Teamwork and communication are hugely important in both soccer and EMT training, according to Litman.
“On the field you need to be able to communicate with your teammates. … As an EMT, you’re a firefighter and you need to communicate with your team as well because you have lives in your hands,” Litman said.
“Your teammates are there to help you and support you and you need to be able to rely on and trust them.”
Litman said she tries to lead her crew as a charge EMT the same way she led her team through the championships.
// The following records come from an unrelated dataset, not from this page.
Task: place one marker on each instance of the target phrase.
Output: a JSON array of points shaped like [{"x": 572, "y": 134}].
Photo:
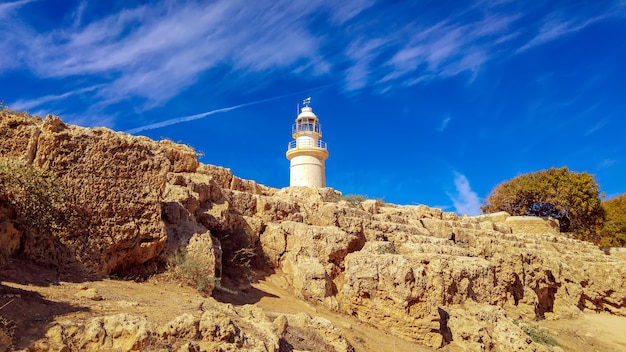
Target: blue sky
[{"x": 421, "y": 102}]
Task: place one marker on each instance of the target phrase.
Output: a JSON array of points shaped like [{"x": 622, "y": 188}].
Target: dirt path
[
  {"x": 362, "y": 336},
  {"x": 34, "y": 302}
]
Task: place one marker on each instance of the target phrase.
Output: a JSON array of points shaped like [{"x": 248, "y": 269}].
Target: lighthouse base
[{"x": 307, "y": 171}]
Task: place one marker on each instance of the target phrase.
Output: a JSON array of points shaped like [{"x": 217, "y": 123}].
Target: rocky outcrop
[{"x": 419, "y": 273}]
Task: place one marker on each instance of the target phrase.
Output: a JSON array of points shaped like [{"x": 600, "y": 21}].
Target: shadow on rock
[{"x": 30, "y": 314}]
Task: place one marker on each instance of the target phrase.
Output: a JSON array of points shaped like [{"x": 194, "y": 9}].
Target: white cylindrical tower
[{"x": 307, "y": 152}]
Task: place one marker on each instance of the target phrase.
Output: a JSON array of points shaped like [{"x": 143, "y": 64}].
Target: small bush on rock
[
  {"x": 34, "y": 197},
  {"x": 190, "y": 271}
]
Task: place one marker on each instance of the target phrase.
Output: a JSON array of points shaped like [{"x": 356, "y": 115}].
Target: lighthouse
[{"x": 307, "y": 152}]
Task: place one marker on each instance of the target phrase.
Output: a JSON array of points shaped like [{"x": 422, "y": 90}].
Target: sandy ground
[{"x": 33, "y": 299}]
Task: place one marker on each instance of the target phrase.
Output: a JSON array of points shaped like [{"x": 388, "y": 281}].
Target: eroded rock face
[
  {"x": 218, "y": 327},
  {"x": 416, "y": 272}
]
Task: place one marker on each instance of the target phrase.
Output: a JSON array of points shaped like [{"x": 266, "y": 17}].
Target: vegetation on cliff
[
  {"x": 613, "y": 233},
  {"x": 571, "y": 197},
  {"x": 31, "y": 198}
]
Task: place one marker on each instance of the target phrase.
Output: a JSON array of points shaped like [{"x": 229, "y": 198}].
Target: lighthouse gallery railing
[{"x": 307, "y": 144}]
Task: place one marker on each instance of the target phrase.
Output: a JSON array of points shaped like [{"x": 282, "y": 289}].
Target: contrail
[{"x": 205, "y": 114}]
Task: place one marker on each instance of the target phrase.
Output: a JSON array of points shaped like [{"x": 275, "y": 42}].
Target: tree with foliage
[
  {"x": 613, "y": 233},
  {"x": 570, "y": 197}
]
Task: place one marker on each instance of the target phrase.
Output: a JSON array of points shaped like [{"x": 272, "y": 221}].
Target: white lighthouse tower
[{"x": 307, "y": 152}]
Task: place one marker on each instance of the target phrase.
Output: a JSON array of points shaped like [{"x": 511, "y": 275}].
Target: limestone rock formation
[{"x": 419, "y": 273}]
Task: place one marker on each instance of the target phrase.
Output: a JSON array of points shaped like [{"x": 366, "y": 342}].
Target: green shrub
[
  {"x": 190, "y": 270},
  {"x": 354, "y": 199},
  {"x": 35, "y": 196},
  {"x": 538, "y": 336}
]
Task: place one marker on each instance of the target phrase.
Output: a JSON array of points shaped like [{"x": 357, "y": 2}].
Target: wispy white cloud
[
  {"x": 444, "y": 124},
  {"x": 8, "y": 7},
  {"x": 597, "y": 126},
  {"x": 606, "y": 163},
  {"x": 558, "y": 25},
  {"x": 465, "y": 200},
  {"x": 156, "y": 52},
  {"x": 28, "y": 104}
]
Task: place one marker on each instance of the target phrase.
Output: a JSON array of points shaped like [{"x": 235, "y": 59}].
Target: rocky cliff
[{"x": 428, "y": 276}]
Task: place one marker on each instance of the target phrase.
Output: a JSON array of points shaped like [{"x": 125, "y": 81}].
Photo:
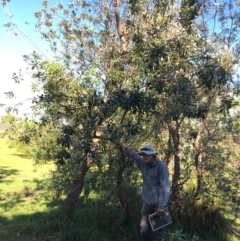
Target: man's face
[{"x": 148, "y": 158}]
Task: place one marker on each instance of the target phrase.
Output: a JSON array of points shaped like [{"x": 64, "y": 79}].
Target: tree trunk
[
  {"x": 176, "y": 189},
  {"x": 197, "y": 147},
  {"x": 120, "y": 194},
  {"x": 78, "y": 183}
]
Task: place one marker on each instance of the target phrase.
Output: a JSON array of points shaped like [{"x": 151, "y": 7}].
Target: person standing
[{"x": 155, "y": 190}]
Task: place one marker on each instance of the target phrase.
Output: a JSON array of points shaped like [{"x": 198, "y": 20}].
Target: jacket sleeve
[
  {"x": 135, "y": 156},
  {"x": 164, "y": 190}
]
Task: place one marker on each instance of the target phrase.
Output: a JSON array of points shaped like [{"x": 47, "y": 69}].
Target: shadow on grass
[
  {"x": 90, "y": 222},
  {"x": 6, "y": 172},
  {"x": 25, "y": 156}
]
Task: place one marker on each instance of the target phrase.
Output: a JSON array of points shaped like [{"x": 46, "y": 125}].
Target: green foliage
[{"x": 160, "y": 76}]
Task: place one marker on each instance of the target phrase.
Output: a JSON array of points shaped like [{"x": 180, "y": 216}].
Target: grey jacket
[{"x": 156, "y": 187}]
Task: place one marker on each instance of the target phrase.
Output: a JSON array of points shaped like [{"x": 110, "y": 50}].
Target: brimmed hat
[{"x": 148, "y": 150}]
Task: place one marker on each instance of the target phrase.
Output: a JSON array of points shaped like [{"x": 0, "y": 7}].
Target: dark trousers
[{"x": 146, "y": 230}]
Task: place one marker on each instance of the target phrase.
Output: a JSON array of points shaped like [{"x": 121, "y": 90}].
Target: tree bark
[
  {"x": 176, "y": 189},
  {"x": 78, "y": 183},
  {"x": 119, "y": 190}
]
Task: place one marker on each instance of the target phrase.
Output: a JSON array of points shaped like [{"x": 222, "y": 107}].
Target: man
[{"x": 155, "y": 190}]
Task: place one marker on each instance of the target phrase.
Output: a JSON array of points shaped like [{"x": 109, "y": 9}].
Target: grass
[
  {"x": 28, "y": 214},
  {"x": 23, "y": 199}
]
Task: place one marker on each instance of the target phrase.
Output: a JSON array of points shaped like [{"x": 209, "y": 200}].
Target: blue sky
[{"x": 12, "y": 48}]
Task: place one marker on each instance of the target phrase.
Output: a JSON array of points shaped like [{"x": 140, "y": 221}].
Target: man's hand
[
  {"x": 160, "y": 211},
  {"x": 122, "y": 145}
]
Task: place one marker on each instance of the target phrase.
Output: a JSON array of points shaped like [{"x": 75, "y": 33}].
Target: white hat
[{"x": 148, "y": 150}]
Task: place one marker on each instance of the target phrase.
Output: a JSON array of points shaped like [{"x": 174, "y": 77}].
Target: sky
[{"x": 12, "y": 48}]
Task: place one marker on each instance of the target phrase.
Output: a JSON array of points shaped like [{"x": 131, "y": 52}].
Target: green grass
[
  {"x": 28, "y": 214},
  {"x": 23, "y": 198}
]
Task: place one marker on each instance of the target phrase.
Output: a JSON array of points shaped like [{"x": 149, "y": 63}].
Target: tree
[{"x": 124, "y": 69}]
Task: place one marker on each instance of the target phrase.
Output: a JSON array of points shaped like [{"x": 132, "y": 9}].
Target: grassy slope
[{"x": 22, "y": 195}]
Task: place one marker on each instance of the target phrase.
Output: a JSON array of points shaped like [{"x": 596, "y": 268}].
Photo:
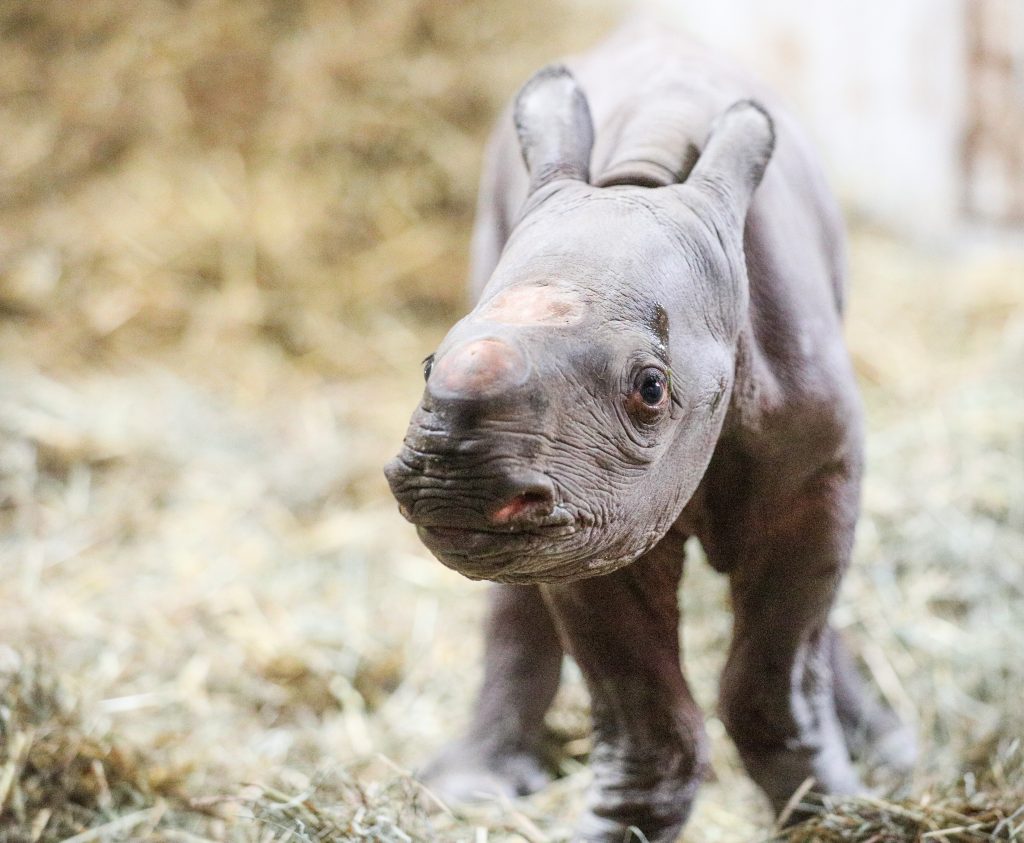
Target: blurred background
[{"x": 229, "y": 232}]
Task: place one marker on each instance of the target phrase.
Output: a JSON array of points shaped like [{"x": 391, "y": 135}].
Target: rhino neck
[{"x": 650, "y": 145}]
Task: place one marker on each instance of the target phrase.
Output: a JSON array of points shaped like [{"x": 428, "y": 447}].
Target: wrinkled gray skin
[{"x": 635, "y": 251}]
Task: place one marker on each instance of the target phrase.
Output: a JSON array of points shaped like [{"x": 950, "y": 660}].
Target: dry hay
[{"x": 228, "y": 233}]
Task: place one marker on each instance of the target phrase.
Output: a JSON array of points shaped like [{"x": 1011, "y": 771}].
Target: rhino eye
[{"x": 651, "y": 386}]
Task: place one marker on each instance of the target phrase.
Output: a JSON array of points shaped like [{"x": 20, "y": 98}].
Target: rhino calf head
[{"x": 569, "y": 417}]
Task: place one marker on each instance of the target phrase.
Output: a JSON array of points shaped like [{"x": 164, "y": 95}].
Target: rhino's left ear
[
  {"x": 733, "y": 161},
  {"x": 553, "y": 121}
]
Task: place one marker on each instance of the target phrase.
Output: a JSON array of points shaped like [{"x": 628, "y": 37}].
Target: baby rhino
[{"x": 655, "y": 353}]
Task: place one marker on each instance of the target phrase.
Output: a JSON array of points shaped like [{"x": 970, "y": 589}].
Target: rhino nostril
[{"x": 532, "y": 504}]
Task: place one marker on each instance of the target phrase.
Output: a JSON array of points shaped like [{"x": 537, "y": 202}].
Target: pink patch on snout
[
  {"x": 518, "y": 506},
  {"x": 482, "y": 369},
  {"x": 534, "y": 304}
]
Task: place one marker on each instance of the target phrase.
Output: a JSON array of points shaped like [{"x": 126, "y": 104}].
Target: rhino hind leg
[
  {"x": 873, "y": 732},
  {"x": 777, "y": 692},
  {"x": 501, "y": 754}
]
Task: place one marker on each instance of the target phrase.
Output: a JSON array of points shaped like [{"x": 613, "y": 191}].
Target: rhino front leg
[
  {"x": 501, "y": 754},
  {"x": 650, "y": 749},
  {"x": 777, "y": 694}
]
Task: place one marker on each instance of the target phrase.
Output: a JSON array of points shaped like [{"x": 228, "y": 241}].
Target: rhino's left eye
[{"x": 651, "y": 387}]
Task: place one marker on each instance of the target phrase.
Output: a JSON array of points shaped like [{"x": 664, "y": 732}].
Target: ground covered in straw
[{"x": 228, "y": 234}]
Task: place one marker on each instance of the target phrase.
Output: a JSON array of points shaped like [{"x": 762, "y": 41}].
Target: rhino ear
[
  {"x": 733, "y": 161},
  {"x": 555, "y": 130}
]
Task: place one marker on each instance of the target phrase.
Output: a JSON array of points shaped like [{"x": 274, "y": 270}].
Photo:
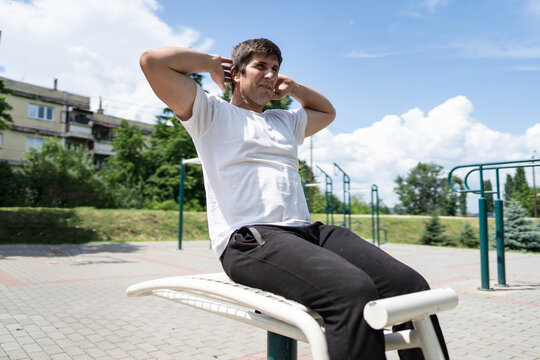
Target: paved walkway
[{"x": 68, "y": 302}]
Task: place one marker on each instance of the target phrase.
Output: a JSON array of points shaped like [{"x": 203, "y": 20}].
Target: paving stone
[{"x": 72, "y": 305}]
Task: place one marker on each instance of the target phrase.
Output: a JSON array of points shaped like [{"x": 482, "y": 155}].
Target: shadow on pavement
[{"x": 52, "y": 251}]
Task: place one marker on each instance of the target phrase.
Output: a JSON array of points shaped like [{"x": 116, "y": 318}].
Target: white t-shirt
[{"x": 250, "y": 165}]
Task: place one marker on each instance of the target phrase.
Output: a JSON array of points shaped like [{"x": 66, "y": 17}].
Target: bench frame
[{"x": 287, "y": 321}]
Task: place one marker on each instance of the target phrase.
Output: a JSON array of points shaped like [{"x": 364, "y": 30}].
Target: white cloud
[
  {"x": 432, "y": 5},
  {"x": 91, "y": 46},
  {"x": 503, "y": 50},
  {"x": 447, "y": 135}
]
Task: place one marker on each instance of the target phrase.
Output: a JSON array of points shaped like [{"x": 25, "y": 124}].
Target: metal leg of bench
[{"x": 280, "y": 347}]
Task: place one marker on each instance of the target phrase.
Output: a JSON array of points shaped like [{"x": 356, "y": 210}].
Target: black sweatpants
[{"x": 330, "y": 270}]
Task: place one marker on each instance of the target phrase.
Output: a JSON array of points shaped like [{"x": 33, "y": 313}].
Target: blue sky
[
  {"x": 444, "y": 81},
  {"x": 374, "y": 58}
]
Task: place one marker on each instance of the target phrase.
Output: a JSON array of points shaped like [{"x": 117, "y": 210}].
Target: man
[{"x": 257, "y": 214}]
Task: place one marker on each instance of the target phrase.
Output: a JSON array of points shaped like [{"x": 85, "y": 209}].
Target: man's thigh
[
  {"x": 298, "y": 269},
  {"x": 390, "y": 276}
]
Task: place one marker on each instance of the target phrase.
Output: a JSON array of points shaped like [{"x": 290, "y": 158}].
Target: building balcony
[
  {"x": 81, "y": 131},
  {"x": 103, "y": 148}
]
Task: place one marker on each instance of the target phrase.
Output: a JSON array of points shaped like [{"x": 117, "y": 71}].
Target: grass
[{"x": 79, "y": 225}]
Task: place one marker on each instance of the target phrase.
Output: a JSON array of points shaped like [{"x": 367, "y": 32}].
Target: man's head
[{"x": 243, "y": 53}]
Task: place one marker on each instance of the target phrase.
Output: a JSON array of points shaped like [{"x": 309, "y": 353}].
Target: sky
[{"x": 451, "y": 82}]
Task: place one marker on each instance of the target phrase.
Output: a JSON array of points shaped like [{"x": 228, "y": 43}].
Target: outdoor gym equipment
[
  {"x": 183, "y": 162},
  {"x": 482, "y": 212},
  {"x": 346, "y": 197},
  {"x": 287, "y": 321},
  {"x": 329, "y": 188}
]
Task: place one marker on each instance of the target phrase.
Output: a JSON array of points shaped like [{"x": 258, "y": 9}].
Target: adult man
[{"x": 258, "y": 219}]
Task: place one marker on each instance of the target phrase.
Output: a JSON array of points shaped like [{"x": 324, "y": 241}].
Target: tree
[
  {"x": 468, "y": 237},
  {"x": 424, "y": 191},
  {"x": 127, "y": 169},
  {"x": 170, "y": 142},
  {"x": 490, "y": 206},
  {"x": 517, "y": 189},
  {"x": 59, "y": 176},
  {"x": 5, "y": 118},
  {"x": 518, "y": 232},
  {"x": 13, "y": 191}
]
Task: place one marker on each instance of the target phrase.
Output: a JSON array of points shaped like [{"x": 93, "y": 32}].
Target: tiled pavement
[{"x": 69, "y": 302}]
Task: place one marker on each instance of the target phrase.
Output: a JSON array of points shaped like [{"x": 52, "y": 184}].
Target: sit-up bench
[{"x": 287, "y": 321}]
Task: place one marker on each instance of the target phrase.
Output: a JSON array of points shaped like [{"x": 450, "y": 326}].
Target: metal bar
[
  {"x": 346, "y": 196},
  {"x": 499, "y": 231},
  {"x": 181, "y": 204},
  {"x": 328, "y": 197},
  {"x": 280, "y": 347},
  {"x": 484, "y": 255}
]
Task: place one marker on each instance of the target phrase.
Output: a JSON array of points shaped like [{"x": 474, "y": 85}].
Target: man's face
[{"x": 256, "y": 85}]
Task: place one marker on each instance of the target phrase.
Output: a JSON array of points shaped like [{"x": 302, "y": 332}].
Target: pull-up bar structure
[
  {"x": 329, "y": 188},
  {"x": 183, "y": 162},
  {"x": 482, "y": 212},
  {"x": 346, "y": 196}
]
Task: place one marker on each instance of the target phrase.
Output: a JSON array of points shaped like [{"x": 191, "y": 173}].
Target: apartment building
[{"x": 41, "y": 113}]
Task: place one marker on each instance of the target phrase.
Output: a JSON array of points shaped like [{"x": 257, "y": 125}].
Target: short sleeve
[
  {"x": 202, "y": 115},
  {"x": 299, "y": 121}
]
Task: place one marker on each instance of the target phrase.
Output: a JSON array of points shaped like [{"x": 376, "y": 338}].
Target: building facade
[{"x": 41, "y": 113}]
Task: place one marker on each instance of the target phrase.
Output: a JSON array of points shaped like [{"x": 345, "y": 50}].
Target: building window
[
  {"x": 36, "y": 143},
  {"x": 40, "y": 112}
]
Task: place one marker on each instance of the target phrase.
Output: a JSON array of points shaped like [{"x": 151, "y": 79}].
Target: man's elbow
[
  {"x": 146, "y": 59},
  {"x": 331, "y": 114}
]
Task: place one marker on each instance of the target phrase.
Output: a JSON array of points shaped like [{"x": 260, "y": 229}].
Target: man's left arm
[{"x": 320, "y": 112}]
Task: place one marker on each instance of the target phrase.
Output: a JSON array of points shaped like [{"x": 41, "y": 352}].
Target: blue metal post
[
  {"x": 346, "y": 197},
  {"x": 280, "y": 347},
  {"x": 329, "y": 199},
  {"x": 375, "y": 215},
  {"x": 499, "y": 230},
  {"x": 181, "y": 204}
]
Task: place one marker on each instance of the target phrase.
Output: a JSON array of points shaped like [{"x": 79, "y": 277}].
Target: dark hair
[{"x": 243, "y": 52}]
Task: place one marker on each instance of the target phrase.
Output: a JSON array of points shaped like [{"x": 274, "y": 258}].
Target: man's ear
[{"x": 235, "y": 74}]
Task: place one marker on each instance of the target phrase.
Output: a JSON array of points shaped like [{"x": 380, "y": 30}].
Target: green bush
[
  {"x": 13, "y": 190},
  {"x": 58, "y": 176}
]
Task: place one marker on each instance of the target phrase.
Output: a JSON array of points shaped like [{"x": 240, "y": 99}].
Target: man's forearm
[{"x": 311, "y": 99}]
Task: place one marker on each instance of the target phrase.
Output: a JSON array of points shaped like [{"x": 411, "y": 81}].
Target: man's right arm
[{"x": 167, "y": 69}]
As she scored the game-winning goal, she said she remembered being in shock as her teammates came running to hug her.
Litman fought her first fire when she was 17. Litman said she remembers having the same adrenaline she had on the field when she grabbed the hose from the truck and pushed through the burning building with her crew.
“Firefighting, as many know, can be intimidating,” said Chris Hallock, who fights fires alongside Litman. “Shira has never let this discourage her, and she consistently faces challenges with a drive and desire to better herself and her community.”
Although she was only in free fall for 60 seconds during her birthday dive, Litman will jump into the next chapter of her life this fall when she enrolls at the Air Force Academy.
“My parachute opened and it was exhilarating,” Litman said about her skydiving experience earlier this year. “I saw everything while I was up there, it was so cool.”
Jim Bruno, her club coach, said she carried this energy with her on the field.
“Shira has grit and is a determined young lady who overcame a tough situation and she gained the admiration of her travel teammates. … [She’s] a very dynamic and hard-working player,” he said.
Her teammates agreed.
“Shira is one of the most hardworking players I’ve seen,” said Gracie Yoon, who played on the varsity team with Litman. “She consistently gave 100 percent every game and was a major impact player. … She sets an example of what persistence looks like, because she never gives up.”
Giving up is something Jesse Smith, Churchill’s athletic director, said he has never seen Litman do.
“She is an extremely hard worker who doesn’t have quit in her vocabulary,” he said. “She will be an excellent addition to the Air Force.”
Her friend, Shivani Gandhi, agreed that the Air Force will be lucky to have Litman.
“She is constantly getting new jobs, going to the gym, and taking many AP classes at school,” Gandhi said. “She never gave up and her dream came true. … She works so hard and fully deserves the admission to AFA.”